Cette recette est perçue en Suisse comme exclusivement helvétique, et limitée au fromage à raclette (encore faut-il savoir de quelle vallée et de quel paysan), avec des cornichons, des oignons sauces au vinaigre et de la viande séché (valaisanne, surtout pas l’estrangère du dehors, la grisonne…). Le tout est bien sûr arrosé de blanc valaisan (Fendant ou Johannisberg), "punkt schluss!". Toutefois, un essai iconoclaste de vendanges tardives, p. ex. les portes de l’automne de Girard à Sierre) est pas inintéressant.
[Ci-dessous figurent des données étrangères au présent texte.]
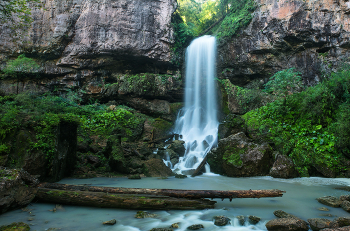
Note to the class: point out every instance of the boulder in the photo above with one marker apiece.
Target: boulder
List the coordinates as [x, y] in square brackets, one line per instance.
[15, 226]
[287, 224]
[342, 221]
[345, 205]
[346, 228]
[320, 223]
[283, 167]
[237, 156]
[157, 168]
[195, 227]
[17, 189]
[254, 220]
[110, 222]
[330, 201]
[221, 220]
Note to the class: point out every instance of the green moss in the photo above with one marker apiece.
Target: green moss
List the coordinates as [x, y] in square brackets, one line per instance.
[16, 226]
[232, 155]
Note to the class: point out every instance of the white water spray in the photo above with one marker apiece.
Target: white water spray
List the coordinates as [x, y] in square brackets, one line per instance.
[197, 122]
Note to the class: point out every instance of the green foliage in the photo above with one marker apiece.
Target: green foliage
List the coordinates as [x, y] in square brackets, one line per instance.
[239, 16]
[43, 113]
[20, 68]
[311, 126]
[284, 83]
[17, 13]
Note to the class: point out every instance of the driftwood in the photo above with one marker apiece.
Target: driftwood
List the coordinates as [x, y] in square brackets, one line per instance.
[122, 201]
[177, 193]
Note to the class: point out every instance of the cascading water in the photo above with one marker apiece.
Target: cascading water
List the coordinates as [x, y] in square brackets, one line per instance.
[197, 122]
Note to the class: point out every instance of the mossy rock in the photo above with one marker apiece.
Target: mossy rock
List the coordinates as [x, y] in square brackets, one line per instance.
[16, 226]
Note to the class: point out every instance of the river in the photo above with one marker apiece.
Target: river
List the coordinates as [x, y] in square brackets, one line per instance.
[299, 200]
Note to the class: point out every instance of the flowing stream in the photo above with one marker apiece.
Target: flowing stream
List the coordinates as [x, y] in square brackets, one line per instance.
[197, 122]
[299, 200]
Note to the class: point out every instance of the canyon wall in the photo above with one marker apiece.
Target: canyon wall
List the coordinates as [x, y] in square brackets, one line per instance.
[311, 35]
[82, 43]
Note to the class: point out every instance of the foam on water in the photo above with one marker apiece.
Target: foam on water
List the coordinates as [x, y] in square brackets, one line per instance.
[197, 122]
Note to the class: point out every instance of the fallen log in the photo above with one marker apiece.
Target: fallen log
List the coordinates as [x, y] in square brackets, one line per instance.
[122, 201]
[177, 193]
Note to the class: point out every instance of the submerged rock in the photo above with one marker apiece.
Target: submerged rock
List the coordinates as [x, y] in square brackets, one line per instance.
[320, 223]
[286, 224]
[221, 220]
[345, 205]
[195, 227]
[111, 222]
[17, 189]
[254, 220]
[145, 214]
[15, 226]
[330, 201]
[283, 167]
[237, 156]
[241, 219]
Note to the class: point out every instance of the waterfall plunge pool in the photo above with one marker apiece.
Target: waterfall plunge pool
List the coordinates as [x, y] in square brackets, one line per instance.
[298, 200]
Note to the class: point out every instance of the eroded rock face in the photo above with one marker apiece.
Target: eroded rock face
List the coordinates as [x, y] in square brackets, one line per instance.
[17, 189]
[237, 156]
[82, 34]
[309, 35]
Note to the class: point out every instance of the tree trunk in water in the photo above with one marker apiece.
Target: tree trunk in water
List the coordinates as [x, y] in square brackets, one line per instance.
[122, 201]
[177, 193]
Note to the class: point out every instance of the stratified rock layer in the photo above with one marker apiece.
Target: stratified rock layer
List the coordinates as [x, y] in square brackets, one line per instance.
[312, 36]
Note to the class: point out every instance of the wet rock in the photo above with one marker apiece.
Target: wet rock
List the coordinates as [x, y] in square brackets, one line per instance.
[157, 168]
[241, 220]
[161, 229]
[320, 223]
[180, 176]
[254, 220]
[145, 214]
[237, 156]
[283, 214]
[345, 205]
[195, 227]
[175, 226]
[188, 171]
[111, 222]
[330, 201]
[94, 161]
[16, 226]
[342, 221]
[134, 177]
[221, 220]
[283, 167]
[17, 189]
[347, 228]
[344, 198]
[287, 224]
[178, 147]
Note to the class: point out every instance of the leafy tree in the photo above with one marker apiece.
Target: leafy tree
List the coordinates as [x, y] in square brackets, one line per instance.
[20, 68]
[16, 13]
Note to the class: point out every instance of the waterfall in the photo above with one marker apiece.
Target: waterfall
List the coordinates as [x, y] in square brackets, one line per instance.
[197, 122]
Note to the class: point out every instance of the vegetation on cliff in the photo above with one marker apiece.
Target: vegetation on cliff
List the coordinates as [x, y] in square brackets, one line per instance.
[222, 18]
[311, 126]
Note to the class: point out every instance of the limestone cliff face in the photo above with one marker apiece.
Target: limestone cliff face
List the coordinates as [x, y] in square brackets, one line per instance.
[73, 35]
[311, 35]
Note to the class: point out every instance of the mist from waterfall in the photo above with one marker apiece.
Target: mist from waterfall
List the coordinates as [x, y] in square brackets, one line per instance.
[197, 122]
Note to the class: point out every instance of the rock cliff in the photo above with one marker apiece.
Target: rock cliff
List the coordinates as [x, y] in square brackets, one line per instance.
[80, 42]
[312, 36]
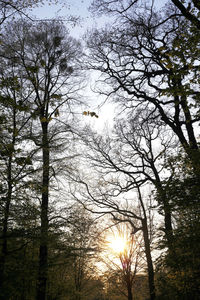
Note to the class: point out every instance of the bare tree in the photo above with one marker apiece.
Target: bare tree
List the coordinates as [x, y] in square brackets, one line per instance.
[147, 61]
[48, 60]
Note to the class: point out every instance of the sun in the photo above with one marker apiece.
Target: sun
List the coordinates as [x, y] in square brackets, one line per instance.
[117, 244]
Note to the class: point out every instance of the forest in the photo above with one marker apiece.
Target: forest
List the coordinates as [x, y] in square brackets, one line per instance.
[91, 214]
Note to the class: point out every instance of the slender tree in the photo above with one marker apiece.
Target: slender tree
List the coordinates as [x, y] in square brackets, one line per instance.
[48, 59]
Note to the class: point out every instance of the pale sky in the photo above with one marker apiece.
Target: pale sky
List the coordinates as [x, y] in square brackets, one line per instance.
[79, 8]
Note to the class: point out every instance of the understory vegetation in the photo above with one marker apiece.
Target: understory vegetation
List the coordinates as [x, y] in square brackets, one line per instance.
[91, 214]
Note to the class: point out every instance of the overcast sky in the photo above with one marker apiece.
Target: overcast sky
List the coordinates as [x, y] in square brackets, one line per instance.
[79, 8]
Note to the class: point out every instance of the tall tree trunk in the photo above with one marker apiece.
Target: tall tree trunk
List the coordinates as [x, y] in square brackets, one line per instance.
[4, 249]
[149, 259]
[43, 254]
[129, 288]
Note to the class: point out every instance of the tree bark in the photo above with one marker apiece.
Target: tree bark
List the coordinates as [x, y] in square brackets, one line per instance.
[43, 252]
[149, 259]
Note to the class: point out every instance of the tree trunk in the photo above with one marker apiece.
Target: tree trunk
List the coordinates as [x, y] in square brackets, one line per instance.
[149, 259]
[43, 254]
[4, 250]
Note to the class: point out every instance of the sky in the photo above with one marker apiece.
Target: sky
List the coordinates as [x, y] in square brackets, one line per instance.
[79, 8]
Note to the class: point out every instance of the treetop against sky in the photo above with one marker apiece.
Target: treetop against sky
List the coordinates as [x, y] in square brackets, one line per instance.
[76, 8]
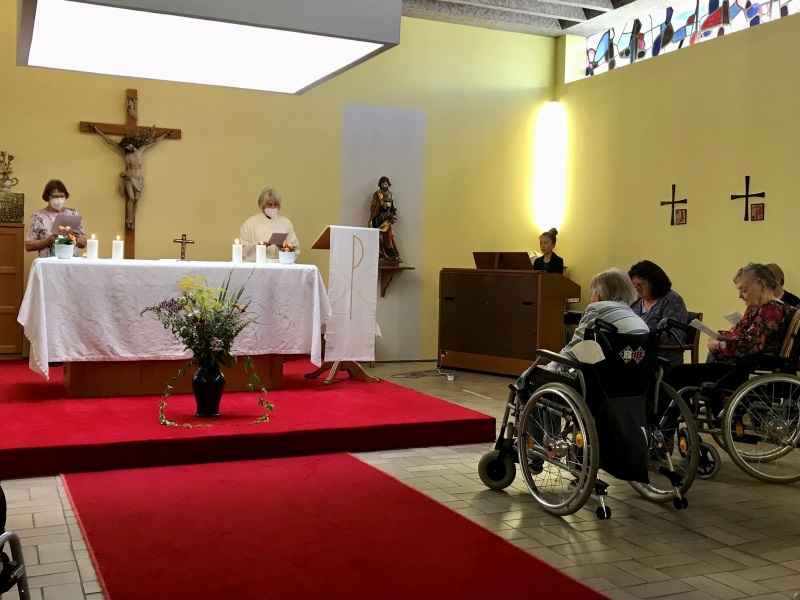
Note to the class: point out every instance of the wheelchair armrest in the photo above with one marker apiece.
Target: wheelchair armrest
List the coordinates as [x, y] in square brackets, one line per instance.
[559, 358]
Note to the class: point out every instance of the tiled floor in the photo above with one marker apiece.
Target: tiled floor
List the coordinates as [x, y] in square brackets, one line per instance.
[739, 538]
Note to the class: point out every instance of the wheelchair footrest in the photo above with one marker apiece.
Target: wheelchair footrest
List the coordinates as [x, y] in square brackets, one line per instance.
[675, 479]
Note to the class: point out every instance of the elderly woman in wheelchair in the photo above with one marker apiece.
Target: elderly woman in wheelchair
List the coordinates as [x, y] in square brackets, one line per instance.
[748, 396]
[600, 403]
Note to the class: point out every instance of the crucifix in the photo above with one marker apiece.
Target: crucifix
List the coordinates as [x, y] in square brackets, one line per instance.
[183, 241]
[747, 195]
[135, 140]
[672, 204]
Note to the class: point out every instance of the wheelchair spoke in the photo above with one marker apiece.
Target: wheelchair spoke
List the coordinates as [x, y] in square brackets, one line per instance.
[762, 428]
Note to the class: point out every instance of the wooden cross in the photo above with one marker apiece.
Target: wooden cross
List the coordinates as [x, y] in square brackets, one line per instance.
[131, 124]
[747, 195]
[672, 204]
[183, 241]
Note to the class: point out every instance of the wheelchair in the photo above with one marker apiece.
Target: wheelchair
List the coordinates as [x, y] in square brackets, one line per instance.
[753, 414]
[619, 416]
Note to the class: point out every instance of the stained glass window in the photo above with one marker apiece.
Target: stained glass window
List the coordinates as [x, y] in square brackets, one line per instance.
[683, 24]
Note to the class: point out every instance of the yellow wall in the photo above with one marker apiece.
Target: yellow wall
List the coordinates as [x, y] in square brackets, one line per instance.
[702, 117]
[479, 89]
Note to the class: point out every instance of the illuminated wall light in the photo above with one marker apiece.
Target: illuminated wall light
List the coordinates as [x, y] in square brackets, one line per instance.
[549, 168]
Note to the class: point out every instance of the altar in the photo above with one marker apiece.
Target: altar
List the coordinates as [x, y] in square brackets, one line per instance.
[87, 314]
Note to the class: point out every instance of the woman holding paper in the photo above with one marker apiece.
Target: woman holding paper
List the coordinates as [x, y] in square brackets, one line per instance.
[260, 227]
[760, 331]
[39, 236]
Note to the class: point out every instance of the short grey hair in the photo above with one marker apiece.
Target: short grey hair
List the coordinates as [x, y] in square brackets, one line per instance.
[757, 273]
[266, 195]
[614, 285]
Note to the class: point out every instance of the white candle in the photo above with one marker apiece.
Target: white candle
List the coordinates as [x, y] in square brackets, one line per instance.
[261, 253]
[91, 248]
[117, 249]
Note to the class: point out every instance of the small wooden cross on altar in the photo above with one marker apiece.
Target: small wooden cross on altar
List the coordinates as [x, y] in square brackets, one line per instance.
[747, 195]
[134, 142]
[183, 241]
[672, 204]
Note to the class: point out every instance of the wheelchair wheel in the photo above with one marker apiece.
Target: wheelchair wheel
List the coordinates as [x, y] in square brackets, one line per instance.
[761, 426]
[673, 439]
[709, 462]
[497, 474]
[558, 451]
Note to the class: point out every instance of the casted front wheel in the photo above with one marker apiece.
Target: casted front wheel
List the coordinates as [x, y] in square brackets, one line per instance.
[497, 473]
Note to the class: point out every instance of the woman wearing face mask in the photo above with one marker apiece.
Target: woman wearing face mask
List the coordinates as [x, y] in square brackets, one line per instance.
[549, 261]
[38, 237]
[260, 227]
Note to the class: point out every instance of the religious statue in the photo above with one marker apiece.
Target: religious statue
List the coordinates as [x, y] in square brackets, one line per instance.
[132, 146]
[383, 215]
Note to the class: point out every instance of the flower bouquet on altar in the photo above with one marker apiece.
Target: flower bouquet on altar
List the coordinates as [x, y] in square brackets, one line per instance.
[287, 253]
[65, 242]
[207, 320]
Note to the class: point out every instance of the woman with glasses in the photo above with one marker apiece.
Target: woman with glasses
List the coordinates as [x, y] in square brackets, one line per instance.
[38, 238]
[656, 301]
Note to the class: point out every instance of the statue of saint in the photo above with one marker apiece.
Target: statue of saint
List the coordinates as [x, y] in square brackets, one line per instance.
[132, 147]
[382, 215]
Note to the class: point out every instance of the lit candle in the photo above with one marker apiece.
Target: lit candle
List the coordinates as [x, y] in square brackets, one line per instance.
[117, 249]
[261, 253]
[91, 248]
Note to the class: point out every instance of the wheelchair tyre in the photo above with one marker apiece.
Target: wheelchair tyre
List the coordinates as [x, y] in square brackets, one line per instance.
[709, 462]
[560, 469]
[682, 446]
[761, 426]
[497, 474]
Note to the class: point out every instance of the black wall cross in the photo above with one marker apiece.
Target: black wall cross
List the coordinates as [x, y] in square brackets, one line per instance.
[747, 195]
[183, 241]
[672, 204]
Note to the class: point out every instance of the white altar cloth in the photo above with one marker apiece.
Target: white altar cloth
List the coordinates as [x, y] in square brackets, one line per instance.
[89, 310]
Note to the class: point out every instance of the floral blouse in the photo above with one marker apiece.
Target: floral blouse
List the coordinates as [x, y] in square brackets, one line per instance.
[40, 226]
[761, 331]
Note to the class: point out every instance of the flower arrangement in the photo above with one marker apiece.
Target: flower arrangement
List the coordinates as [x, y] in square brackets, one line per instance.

Dégustée sur une fouille archéologique, raclée sur une grande dalle de granit et chauffée sur un feu de sarments, une vraie raclette sauvage rappelle la bête qui sommeille en chacun de nous. On peut aussi faire une raclette avec du fromage plus frais (c’est un berger qui m’a montré), et on la sert en l’étalant tiède/chaude sur des tranches de pain de seigle, c’est rustique et génial.

Ratatouille

Courante dans tout le Sud-Est, mais originaire de Nice, la ratatouille portait jadis le nom de bohémienne. En principe, les légumes qui composent ce ragoût sont poêlés séparément, puis réunis et fondus ensemble jusqu’à consistance onctueuse, mais on peut également les faire cuire en mélange dans une cocotte en fonte.